When a home sits on the market longer than expected, the first conversation is almost always about price. Drop it by five percent. Offer a concession. Meet the market where it is.
Sometimes that’s the right call. But more often than sellers realize, price is not what’s stopping the sale. Something else is. And until you identify what that something is, reducing the price means leaving money on the table without solving the actual problem.
After more than two decades and thousands of transactions in South Florida, I’ve learned to look past the obvious. Here’s what I usually find.
“A price reduction is not a strategy. It’s a symptom of a problem that hasn’t been diagnosed yet.”
The first impression is happening online, not at the front door
90% of buyers today decide whether to schedule a showing based solely on listing photos. If the photos are dark, cluttered, taken at the wrong angle, or don’t capture what makes the property worth seeing, they move on. They never ring the doorbell.
I’ve seen beautiful homes sit for weeks because the listing looked average online. Professional photography isn’t optional anymore. It’s the showing. If your listing photos don’t make someone want to walk through the door, nothing else matters.
The home is telling a story that buyers can’t see themselves in
Buyers don’t buy houses. They buy the life they imagine living in them. When a home is too personalized — strong colors, heavy furniture, family photos on every wall, a garage converted into something a buyer didn’t ask for — it becomes harder for them to picture their own life there.
This is not about your taste. Your taste may be excellent. It’s about creating the mental space for someone else to move in emotionally before they move in physically. That’s what staging is really about, and it doesn’t have to cost a fortune. Sometimes it’s as simple as editing what’s already there.
The showing experience is working against you.
How a showing feels matters more than most sellers expect. A home that smells like last night’s dinner, is difficult to schedule, requires the owner to be present, or has lights off and blinds closed when the buyer walks in — that home starts every showing at a disadvantage.
Buyers are making emotional decisions in a very short window. The showing should make them feel welcome, comfortable, and able to linger. Every friction point — a lockbox that’s hard to open, a pet that greets buyers at the door, a seller who follows the agent room to room — is a small thing that adds up to a big feeling of this isn’t right.
“Buyers decide with their gut first. Then they look for the logic to back it up.”
The listing isn’t reaching the right buyers.
Not all exposure is equal. A listing that lives on Zillow and nowhere else is not a marketed property — it’s a passive one. Serious buyers are found through agent networks, targeted digital campaigns, email outreach to qualified prospects, social media, and relationships that most sellers never see working behind the scenes.
When a home isn’t selling, I always ask: Who has actually seen this property? Not how many online views it has — how many qualified, motivated buyers have physically walked through? If that number is low, the problem isn’t the price. It’s the reach.
There’s something the market is reacting to that nobody has said out loud yet.
This is the conversation most agents avoid having. But after twenty years, I’ve learned that the market is rarely wrong. When buyers consistently walk through and don’t make offers, they’re telling you something. The feedback may be vague — “it’s just not for us” — but patterns in that feedback are data.

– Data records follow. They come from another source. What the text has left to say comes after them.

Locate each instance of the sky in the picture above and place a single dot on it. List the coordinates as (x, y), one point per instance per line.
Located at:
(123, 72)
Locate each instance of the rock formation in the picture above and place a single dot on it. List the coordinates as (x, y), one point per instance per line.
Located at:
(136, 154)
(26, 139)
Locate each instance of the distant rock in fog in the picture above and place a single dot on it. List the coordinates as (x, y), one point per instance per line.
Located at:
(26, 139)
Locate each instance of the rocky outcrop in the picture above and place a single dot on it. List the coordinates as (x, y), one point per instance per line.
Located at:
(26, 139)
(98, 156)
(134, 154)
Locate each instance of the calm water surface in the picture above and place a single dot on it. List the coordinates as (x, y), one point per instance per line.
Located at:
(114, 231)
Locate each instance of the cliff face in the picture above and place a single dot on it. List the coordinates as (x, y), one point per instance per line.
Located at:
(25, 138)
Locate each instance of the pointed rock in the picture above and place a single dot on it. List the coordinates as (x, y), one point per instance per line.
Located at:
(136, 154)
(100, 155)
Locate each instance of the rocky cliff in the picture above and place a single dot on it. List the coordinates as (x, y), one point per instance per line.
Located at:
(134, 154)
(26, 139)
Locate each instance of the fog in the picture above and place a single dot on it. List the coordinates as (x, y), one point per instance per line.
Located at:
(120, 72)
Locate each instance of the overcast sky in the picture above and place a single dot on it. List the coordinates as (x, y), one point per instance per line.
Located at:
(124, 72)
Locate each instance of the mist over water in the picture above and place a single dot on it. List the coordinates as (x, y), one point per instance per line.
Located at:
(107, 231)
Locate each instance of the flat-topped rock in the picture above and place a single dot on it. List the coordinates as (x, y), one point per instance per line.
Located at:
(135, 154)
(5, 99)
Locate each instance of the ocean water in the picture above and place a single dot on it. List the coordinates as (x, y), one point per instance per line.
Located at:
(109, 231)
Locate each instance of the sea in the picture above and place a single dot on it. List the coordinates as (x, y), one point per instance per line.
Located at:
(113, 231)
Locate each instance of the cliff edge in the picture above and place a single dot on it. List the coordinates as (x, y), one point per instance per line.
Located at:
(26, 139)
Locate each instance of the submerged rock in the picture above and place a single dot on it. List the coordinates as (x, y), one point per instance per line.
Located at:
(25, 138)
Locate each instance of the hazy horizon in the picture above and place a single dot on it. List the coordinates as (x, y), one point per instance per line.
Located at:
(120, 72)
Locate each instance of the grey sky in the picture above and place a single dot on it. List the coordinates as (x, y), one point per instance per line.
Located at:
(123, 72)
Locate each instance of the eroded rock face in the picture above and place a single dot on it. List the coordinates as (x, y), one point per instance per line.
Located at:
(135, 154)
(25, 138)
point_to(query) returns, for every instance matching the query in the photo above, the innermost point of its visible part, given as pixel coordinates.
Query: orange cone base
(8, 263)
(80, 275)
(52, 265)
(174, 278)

Maybe it’s a layout that doesn’t work for today’s buyer. A location factor that’s hard to overcome. A repair that buyers keep walking away from. An HOA situation that raises flags. Whatever it is, the honest conversation about it is always more valuable than another price drop.
My job is to have that conversation with you clearly and without sugarcoating it. Not to make you feel good about a listing that isn’t working, but to help you understand why — and what we can actually do about it.
What to do if your home isn’t selling
Start with the showing data. How many showings have you had? What does the feedback say? Are buyers getting to the door and not coming in, or coming in and not coming back?
Then look at the presentation: photos, staging, scent, light, accessibility. Then look at the marketing: where is it being seen and by whom. Then, and only then, look at the price — with honest eyes and real comps, not wishful thinking.
A home that isn’t selling is trying to tell you something. The right agent listens to what the market is saying, translates it honestly, and adjusts the strategy — not just the number.